Urban Fox reviews some recent collections (3)
This is Myra Schneider’s seventh collection and I am struck by its variety. There is a 30 page story in verse, two lengthy accounts of experiences abroad, four poems based on paintings (on which, not having the originals, I don’t feel qualified to comment) and a great variety of other poems - reminiscence, meditation and symbolic drama.
Given this range, the reader is likely to respond to some more strongly than others. The verse story, The Waving Woman, is written in flexible four-stress lines, is compelling plotted and moves effortlessly between straight narrative and heightened description. As always when reading verse narrative, I found myself wondering how it would read if written as prose. My abiding feeling is that verse narrative, like verse drama, is now a dead form into which no amount of effort will breathe life again.

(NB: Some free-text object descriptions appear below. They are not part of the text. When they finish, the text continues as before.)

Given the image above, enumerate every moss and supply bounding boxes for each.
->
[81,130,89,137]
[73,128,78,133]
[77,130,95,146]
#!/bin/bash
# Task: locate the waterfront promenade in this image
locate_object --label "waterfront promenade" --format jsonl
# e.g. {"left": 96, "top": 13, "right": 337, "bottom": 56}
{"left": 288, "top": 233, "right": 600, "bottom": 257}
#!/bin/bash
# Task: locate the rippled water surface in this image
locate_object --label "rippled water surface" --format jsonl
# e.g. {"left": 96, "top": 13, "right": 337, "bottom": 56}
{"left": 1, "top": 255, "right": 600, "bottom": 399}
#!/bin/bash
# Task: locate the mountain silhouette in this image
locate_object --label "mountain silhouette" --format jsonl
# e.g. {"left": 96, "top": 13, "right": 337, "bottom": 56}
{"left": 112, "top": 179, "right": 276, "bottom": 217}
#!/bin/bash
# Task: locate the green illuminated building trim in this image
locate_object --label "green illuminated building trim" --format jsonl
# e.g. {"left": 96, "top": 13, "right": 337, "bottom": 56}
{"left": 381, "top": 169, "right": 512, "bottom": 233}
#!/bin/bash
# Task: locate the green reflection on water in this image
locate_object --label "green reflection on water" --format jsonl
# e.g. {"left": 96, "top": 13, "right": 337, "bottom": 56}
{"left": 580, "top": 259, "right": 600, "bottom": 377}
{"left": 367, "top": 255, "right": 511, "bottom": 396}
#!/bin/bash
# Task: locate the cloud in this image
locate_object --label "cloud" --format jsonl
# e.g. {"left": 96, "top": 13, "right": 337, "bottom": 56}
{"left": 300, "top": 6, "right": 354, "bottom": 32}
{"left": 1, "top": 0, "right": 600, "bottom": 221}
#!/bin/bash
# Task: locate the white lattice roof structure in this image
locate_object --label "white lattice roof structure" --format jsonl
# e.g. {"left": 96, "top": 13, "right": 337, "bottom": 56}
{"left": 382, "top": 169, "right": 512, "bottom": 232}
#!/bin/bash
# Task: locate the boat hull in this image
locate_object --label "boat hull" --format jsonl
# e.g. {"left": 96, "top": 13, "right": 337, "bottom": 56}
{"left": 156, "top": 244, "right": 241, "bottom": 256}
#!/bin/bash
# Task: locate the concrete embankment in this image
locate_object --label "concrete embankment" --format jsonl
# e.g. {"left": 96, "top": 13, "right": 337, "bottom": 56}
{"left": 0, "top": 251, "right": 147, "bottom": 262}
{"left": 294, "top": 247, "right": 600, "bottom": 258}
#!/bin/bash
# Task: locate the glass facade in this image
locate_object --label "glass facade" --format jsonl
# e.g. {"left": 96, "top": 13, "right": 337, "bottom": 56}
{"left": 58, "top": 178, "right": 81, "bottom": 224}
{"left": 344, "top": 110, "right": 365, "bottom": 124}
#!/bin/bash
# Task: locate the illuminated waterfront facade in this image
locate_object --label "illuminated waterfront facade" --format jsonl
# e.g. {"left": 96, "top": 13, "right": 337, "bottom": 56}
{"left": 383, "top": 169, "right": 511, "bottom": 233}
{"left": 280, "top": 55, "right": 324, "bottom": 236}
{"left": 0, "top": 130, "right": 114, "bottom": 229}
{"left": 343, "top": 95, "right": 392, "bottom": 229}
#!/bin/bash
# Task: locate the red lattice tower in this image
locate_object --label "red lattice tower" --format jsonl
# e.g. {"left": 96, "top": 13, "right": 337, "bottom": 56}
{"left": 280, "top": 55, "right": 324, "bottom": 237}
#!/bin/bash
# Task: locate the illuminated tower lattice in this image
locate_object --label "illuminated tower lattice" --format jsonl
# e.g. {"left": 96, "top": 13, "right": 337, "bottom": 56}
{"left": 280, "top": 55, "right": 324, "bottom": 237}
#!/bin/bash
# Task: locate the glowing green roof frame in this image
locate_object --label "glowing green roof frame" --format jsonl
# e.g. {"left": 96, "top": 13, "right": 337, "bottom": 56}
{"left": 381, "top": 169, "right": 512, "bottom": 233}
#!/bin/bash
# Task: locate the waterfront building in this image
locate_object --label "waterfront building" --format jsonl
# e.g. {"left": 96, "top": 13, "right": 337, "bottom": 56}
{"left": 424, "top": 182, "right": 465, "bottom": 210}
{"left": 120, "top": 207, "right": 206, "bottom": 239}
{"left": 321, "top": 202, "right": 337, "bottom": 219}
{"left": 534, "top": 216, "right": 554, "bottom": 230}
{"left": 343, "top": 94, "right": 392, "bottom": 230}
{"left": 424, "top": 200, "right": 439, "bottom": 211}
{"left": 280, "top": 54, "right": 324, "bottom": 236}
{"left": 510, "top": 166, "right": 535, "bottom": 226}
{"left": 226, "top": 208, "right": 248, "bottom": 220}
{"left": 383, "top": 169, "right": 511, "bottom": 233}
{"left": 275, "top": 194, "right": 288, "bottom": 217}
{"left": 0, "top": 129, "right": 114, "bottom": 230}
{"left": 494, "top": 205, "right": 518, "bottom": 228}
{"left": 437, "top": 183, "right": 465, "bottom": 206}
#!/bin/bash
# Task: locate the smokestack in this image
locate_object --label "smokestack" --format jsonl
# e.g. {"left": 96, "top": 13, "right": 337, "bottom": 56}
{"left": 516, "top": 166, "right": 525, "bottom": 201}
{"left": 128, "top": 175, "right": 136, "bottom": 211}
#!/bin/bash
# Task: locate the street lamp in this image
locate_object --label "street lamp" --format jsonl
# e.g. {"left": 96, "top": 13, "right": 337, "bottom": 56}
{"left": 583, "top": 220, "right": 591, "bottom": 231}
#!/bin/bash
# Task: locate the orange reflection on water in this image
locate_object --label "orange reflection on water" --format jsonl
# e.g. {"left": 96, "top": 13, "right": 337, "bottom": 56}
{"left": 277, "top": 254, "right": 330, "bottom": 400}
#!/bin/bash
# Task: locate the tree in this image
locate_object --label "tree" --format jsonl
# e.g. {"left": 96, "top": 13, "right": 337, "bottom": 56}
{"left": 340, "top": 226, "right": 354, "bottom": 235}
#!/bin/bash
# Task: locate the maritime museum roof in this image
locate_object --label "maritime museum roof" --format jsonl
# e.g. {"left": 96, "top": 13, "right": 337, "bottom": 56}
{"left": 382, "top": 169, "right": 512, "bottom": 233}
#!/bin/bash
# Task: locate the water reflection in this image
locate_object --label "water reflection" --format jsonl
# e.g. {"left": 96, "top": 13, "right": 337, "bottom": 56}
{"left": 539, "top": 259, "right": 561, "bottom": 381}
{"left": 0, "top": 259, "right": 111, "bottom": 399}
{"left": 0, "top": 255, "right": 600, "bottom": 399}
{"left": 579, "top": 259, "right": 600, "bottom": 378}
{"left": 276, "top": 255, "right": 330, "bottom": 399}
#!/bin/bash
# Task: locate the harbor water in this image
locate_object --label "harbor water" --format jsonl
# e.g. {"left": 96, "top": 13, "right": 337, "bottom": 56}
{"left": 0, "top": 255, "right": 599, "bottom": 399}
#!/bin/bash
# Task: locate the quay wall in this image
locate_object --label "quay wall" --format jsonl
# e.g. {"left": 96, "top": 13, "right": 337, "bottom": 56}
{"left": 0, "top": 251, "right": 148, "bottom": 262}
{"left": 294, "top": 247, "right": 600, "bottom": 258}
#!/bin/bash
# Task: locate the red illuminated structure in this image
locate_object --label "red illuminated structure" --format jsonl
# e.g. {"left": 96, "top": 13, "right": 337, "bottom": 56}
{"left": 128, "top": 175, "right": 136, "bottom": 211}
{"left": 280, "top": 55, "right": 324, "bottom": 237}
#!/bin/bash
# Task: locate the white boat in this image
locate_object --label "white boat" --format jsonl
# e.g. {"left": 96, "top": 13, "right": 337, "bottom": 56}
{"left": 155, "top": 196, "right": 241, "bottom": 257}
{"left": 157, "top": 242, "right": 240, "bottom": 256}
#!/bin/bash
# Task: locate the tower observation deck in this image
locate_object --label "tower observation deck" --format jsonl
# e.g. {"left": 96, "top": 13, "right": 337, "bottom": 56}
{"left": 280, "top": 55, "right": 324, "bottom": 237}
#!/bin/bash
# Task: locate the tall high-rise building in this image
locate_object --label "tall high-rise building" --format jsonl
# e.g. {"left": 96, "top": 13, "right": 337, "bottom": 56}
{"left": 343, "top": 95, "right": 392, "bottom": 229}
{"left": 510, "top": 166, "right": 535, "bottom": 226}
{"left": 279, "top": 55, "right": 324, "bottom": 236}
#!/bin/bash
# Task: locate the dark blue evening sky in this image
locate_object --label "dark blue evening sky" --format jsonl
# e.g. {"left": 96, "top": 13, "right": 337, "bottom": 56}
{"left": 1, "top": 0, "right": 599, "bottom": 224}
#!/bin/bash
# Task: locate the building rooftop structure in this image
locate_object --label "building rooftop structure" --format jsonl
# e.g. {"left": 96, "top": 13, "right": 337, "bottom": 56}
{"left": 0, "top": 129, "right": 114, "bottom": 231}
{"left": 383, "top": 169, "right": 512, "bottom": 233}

I found some of the personal reminiscences (Two Weeks in Trinidad, Stepping) too close to the described experience, too heavily laden with fact, for the poet’s feeling to come through. On the other hand, Considering the Lilies, which is based on a walk in the uplands of Madeira, is a finely sustained three-part sequence in which the described experience and its emotional impact are satisfyingly integrated. This is the most completely realised and most moving of the longer poems.
Elsewhere, the sequence on Keynsham church strikes me as sentimental, but it is nicely corrected by the next poem, Generosity, in which the emotional coldness of a Christian retreat house is contrasted with the pleasure of eating bread-and-honey in one’s own kitchen. For me, this ability to register the tension between the desire for illumination and a sardonic awareness of mundane reality is Myra Schneider’s greatest strength. It appears in Kingfisher where the bird’s unimportance is noted:
Besides, the bird is no paragon.
The plumage warns of a taste that is foul;
the fish it bangs to death
on a branch it swallows with a silver slither.
but which ends:
So why do I comb your stream,
my reasonable clothing discarded,
why do I write at your table dreaming
of that burning blue moment?
Incidentally, the first verse quoted above illustrates a certain hit-and-miss quality about Schneider’s imagery: “silver slither” is a fine rendering of the bird swallowing a fish, but ‘The plumage warns of a taste / that is foul” is nearly meaningless. The bird’s plumage doesn’t relate to its fish-eating and fish don’t taste foul to a kingfisher. No doubt Schneider means that she finds the bird’s fish-eating foul, which is sentimental.
For me, the most original short poems are Waving a Wand which is an oblique take on the Cinderella story and An Old Story which renders the massacre of the innocents in terms of children’s dolls and has a superbly ambivalent ending. I would like to see more of this side of Schneider’s work.